The University of Pittsburgh thinks “false positives” risk “bad publicity.” Wait until they see how bad the press is for massive cheating. And potential legal sanctions - they’re worried of being sued. Not fairness and integrity, legal challenges.
And faculty are “overwhelmed with the idea of students using AI to cheat.” They’re not overwhelmed by the cheating, but by the idea of cheating. But because they are, the University of Pittsburgh says they should focus on the benefits. Wow. Ignore the “idea” of cheating, look on the sunny side. Your roof is leaking like a waterfall but, chin up - you don’t have to shower! Nice.

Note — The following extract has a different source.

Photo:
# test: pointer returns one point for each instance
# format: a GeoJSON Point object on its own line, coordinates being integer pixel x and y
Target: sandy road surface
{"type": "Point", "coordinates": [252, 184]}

And the focus on cheating and plagiarism is hyperbolic. Could not leave that out.
If academia is going to even start to address the aggressive cancer of academic misconduct, there’s plenty of work to be done close to home. Unbelievable.
International Quick Bites
In Egypt, ministers announced that two or three students had been caught using cell phones to record exam questions and answers during a recent high-level, college entrance assessment. Videos were posted to social media, which is how the misconduct was discovered.
The press report says cheating in Egypt is a criminal offense and punishable by “a prison term of between two and seven years, along with fines ranging from EGP 100,000-200,000 for those involved in printing, publishing, broadcasting, or promoting exam questions, answers, or evaluation systems with the intention of cheating or disrupting the examination system.” That’s $3,300 to $6,600. Plus, you know, the years in prison.
In India, police say about 40 people have been arrested for cheating on the exams to become police officers. Some of the arrested used, “SIM cards embedded in devices resembling debit cards and earbuds” to cheat. The report says that when police arrived to arrest two suspects, they were attacked by a mob of about 30 people.
Also in India, this post on the platform formerly known as Twitter is pretty priceless. Allegedly, a seventh-grade student tried to use ChatGPT to do his homework and was caught. His uncle shared it. The post, and especially this image, is worth your time:
Authorities in the Philippines have expelled two police cadets for cheating on exams. The police academy “stressed that the dismissal of the cadets should serve as a reminder to other students that the institution will not tolerate any form of dishonesty.” Imagine that.